The DOL uses the "economic realities" test to determine employee or contractor status. The economic realities test focuses on whether the worker is economically dependent on the employer or truly in business for himself or herself. The Interpretation concludes that a worker who is economically dependent on the employer is "suffered or permitted to work" according to the FLSA's definition of "employ"—even if the employer does not "control" the worker. The Interpretation acknowledges that the economic realities test results in most workers being classified as employees under the FLSA, but submits that the FLSA was intended to be liberally construed and provide broad coverage to workers.
The factors to be analyzed as part of the economic realities test are:
- How integral is the work to the employer's business? (The work can be "integral" even if it is just integral to one component of the business and even if the worker's role is shared with many others,)
- Does the worker have opportunity for profit or loss depending on his or her managerial skill (such as in hiring employees and purchasing supplies), rather than merely on his or her ability to take on additional work?
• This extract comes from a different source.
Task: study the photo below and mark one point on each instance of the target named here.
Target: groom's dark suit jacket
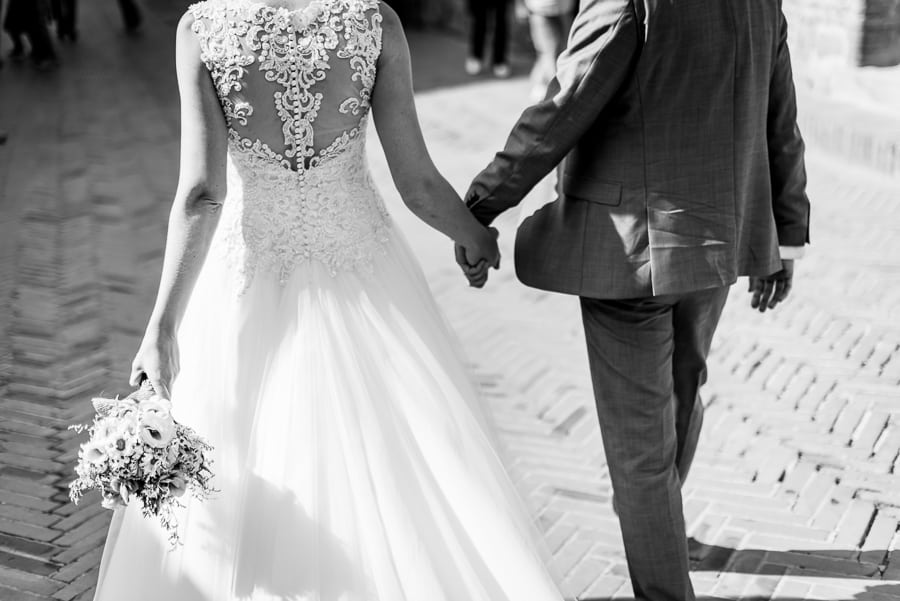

- What is the relative investment of the worker and employer? (The focus is on whether the worker has invested in abusiness, not just in tools to do his or her work);
- Does the work require special skills? (The focus is on managerial and business skills, not just skills in the trade);
- How permanent is the relationship?
- What degree of control is retained by the employer?
The factors are weighed and no single factor—including the "control" factor—is dispositive. The Interpretation downplays the "control" aspect, which is pivotal to the common law "control test" referenced in the Interpretation. The Interpretation states that the control factor should not overtake the other factors and all factors should be analyzed in the context of ultimately determining whether the worker is economically dependent on the employer or an independent business.
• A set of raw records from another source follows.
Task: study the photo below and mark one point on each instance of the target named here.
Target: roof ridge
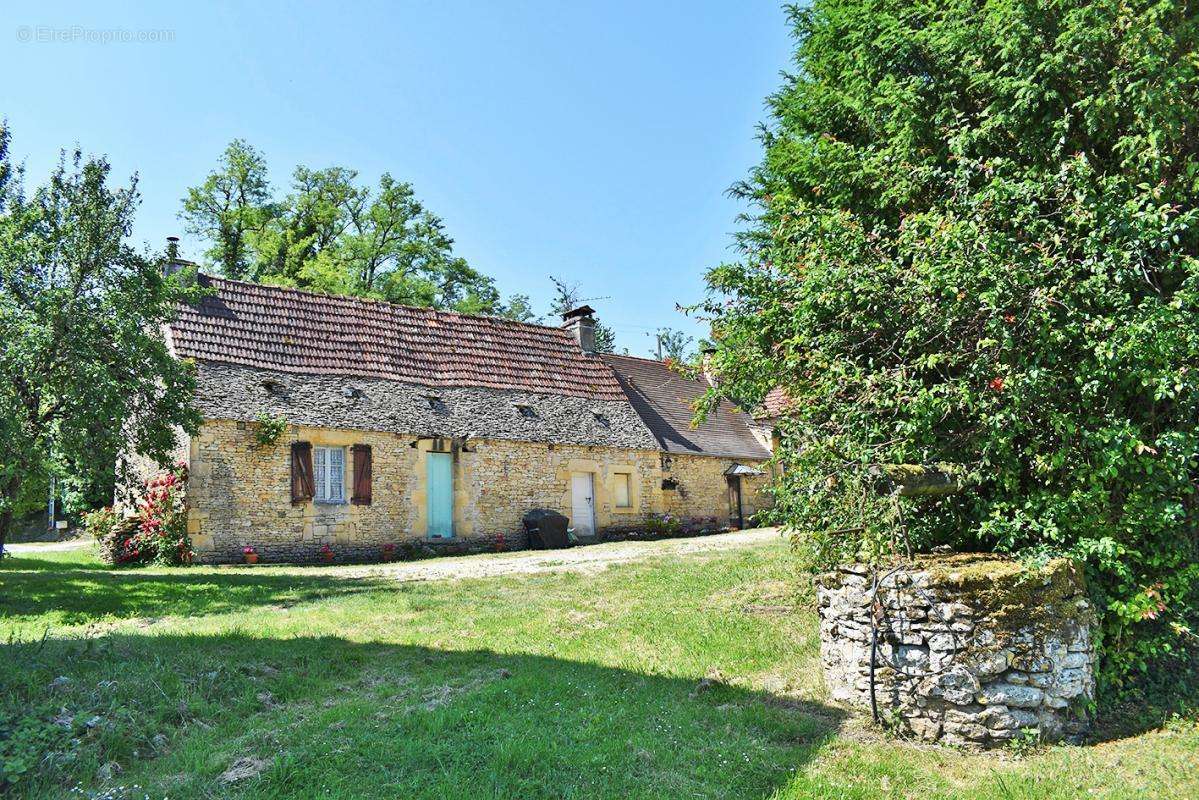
(428, 310)
(639, 358)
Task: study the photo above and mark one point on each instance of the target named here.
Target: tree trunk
(8, 493)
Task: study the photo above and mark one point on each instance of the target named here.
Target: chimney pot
(583, 325)
(174, 263)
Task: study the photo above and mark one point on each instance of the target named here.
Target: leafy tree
(518, 307)
(975, 242)
(230, 206)
(674, 344)
(331, 234)
(84, 371)
(567, 296)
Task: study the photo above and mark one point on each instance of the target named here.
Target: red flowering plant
(161, 533)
Note that the Internal Revenue Service (the "IRS") uses a different test for determining employee/independent contractor status. Until recently, the IRS used a 20-factor test, with the central focus being the control exerted over the worker. The IRS recently simplified its analysis to focus on 11 factors with the majority of the test focused on behavioral control (where, when, and how to do the work) and financial control (how business expenses, equipment, and payments are handled).
Although the DOL and IRS tests contain some overlapping factors, the tests will be reviewed through different lenses. The DOL will be reviewing the factors in light of the economic dependency of the worker, while the IRS will be reviewing the factors with a focus on the control exerted over the worker. It is plausible that these tests will lead to different conclusions on how various workers should be classified. The standards used to determine worker classification will also be different under various state laws. For example, determining whether a worker is an employee for unemployment tax and benefit purposes, and workers' compensation benefits, all issues governed under state law, will in some states be carried out under a different standard than DOL's, and could lead to a different result for those purposes.
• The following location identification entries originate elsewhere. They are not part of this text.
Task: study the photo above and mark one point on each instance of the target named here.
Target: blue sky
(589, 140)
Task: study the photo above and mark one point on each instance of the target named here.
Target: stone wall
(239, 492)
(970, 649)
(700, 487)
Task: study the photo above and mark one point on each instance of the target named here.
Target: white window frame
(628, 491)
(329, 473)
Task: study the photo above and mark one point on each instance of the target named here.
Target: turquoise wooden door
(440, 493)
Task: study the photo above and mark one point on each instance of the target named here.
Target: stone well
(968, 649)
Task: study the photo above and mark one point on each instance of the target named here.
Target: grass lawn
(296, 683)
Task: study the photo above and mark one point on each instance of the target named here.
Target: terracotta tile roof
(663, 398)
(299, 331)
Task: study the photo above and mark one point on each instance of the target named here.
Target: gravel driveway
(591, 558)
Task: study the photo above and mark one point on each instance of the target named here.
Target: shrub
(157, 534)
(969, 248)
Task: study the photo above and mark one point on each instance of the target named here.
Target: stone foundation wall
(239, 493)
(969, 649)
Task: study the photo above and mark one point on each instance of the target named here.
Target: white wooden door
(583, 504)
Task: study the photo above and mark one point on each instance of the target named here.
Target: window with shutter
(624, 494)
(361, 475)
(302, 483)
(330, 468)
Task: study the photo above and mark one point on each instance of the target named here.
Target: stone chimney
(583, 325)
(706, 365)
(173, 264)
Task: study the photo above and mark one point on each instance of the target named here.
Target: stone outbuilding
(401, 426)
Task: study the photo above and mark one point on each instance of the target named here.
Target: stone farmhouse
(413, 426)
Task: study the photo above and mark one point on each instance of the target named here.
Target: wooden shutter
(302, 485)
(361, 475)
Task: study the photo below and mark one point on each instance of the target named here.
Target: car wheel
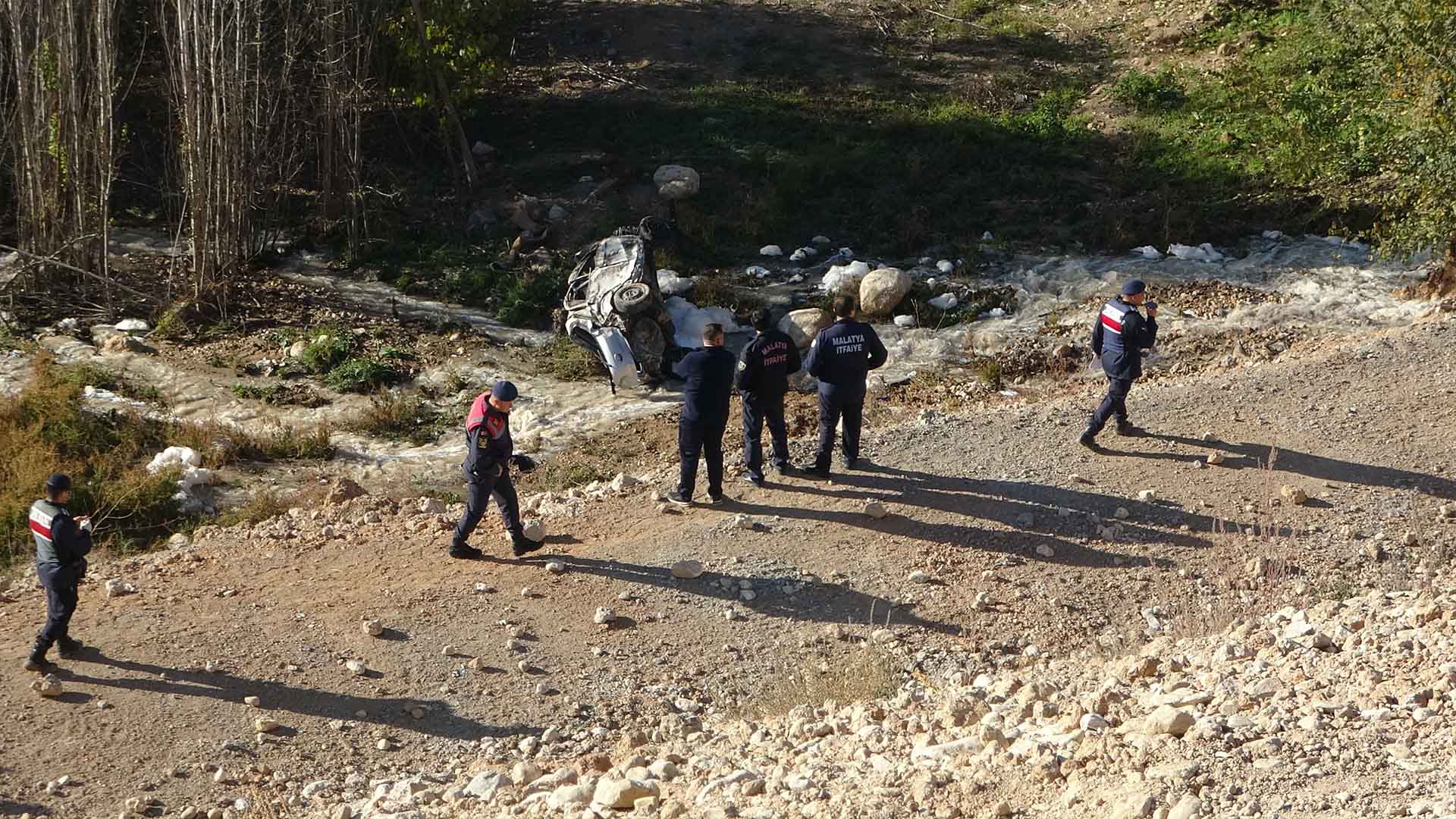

Action steps for employers
The Interpretation sends a clear message that the DOL considers misclassification a significant problem. Employers should anticipate increased scrutiny of worker classification and a focus on independent contractors in DOL audits of all types. To avoid liability employers should:
- Review the status and duties of all consultants/independent contractors to determine whether any of them should be classified as employees;
- Correct any potential misclassification going forward (note that in almost all cases it is safer to classify workers as employees—including as part time and temporary employees);
- Review independent contractor/consulting agreements to ensure they are drafted to maximize the likelihood that an auditor will view the relationship as an independent contractor relationship based on reading the agreement;
- Consult counsel regarding any difficult issues and regarding how to engage in the reclassification process if required.